His eyes questioned the way in which I'd emphasized
“emigrant”
as if it were a category in which I'd hate to be placed. But then they lit up again. “I was sure you were something special,” he said. “That is, I didn't think you could have the experience for a nonresident job on Mars; the career people we get are older.”
“We?”
“The Colonies. I'm a Colonial citizen; I was born on Mars. My home's in the city of New Terra. By the way, I'm Alex Preston.”
“And I'm Melinda Ashley.” I was staring at him again. I simply couldn't think of Alex as a Martian! He wasn't any different from anyone else. Well, hardly any different; there were those few little things I'd noticed, but there wasn't anything Martian about those differences. Not that I could have said just what I thought Colonials would be like.

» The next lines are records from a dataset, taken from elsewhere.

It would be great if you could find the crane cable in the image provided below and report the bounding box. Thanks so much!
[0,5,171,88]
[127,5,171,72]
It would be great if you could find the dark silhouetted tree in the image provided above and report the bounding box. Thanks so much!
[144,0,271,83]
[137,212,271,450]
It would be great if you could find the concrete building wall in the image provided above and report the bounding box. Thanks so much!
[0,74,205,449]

The music stopped and the intercom burst out again, evidently a recording this time.
“We are now beginning the final two minutes of countdown. Liftoff minus one hundred twenty seconds . . . one hundred second . . .”

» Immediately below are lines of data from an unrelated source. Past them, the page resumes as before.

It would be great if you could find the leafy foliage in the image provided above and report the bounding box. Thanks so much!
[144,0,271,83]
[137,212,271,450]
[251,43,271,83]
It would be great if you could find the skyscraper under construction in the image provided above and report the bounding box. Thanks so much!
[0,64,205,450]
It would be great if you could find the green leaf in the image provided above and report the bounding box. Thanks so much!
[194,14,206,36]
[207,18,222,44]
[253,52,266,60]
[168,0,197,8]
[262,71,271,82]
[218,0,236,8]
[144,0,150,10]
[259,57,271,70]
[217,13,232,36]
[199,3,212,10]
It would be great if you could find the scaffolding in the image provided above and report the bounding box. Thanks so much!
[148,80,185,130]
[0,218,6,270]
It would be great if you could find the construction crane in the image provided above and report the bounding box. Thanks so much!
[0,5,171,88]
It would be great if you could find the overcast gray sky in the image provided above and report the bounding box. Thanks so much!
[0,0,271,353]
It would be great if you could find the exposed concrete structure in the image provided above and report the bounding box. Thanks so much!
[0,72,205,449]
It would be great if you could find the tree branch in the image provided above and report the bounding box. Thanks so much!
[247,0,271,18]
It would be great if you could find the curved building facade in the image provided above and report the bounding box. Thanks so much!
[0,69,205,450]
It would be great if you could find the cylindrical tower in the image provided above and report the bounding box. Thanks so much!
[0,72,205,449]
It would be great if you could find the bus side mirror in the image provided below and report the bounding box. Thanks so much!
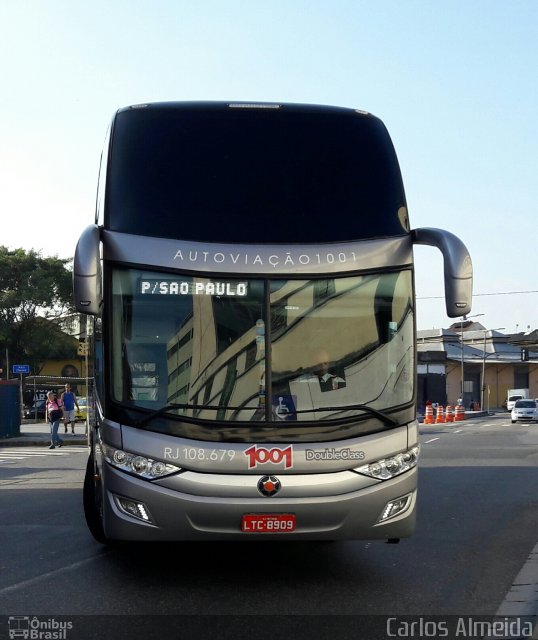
[73,225,103,316]
[411,228,473,318]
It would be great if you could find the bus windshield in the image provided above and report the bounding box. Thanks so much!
[110,268,414,423]
[105,103,408,244]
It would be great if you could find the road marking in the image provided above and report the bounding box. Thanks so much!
[495,544,538,616]
[0,446,88,464]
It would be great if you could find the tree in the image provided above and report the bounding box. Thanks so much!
[0,246,76,374]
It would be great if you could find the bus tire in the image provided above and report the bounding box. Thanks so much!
[82,455,108,544]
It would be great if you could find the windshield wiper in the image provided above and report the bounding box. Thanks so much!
[290,404,400,427]
[133,403,399,427]
[133,403,245,427]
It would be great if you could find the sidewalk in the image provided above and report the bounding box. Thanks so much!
[0,422,87,449]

Alex buckled his straps with quick, practiced fingers and got his seat reclined just as the flight attendant hurried over for a last check before taking her own position. I glanced at Dad; his eyes were closed and there was a big smile on his face.
“Eighty seconds . . . sixty . . . fifty . . .”
Alex leaned over and touched my hand. “Why so quiet, Melinda? You're too solemn!”
“Forty . . . thirty . . .”
“Oh, I was just wondering what on earth I'm doing aboard this spaceship,” I said. My voice sounded terribly tragic, I think.
He laughed. Then suddenly I did too, at the utter inappropriateness of the idiom, and when liftoff hit us we were both still laughing.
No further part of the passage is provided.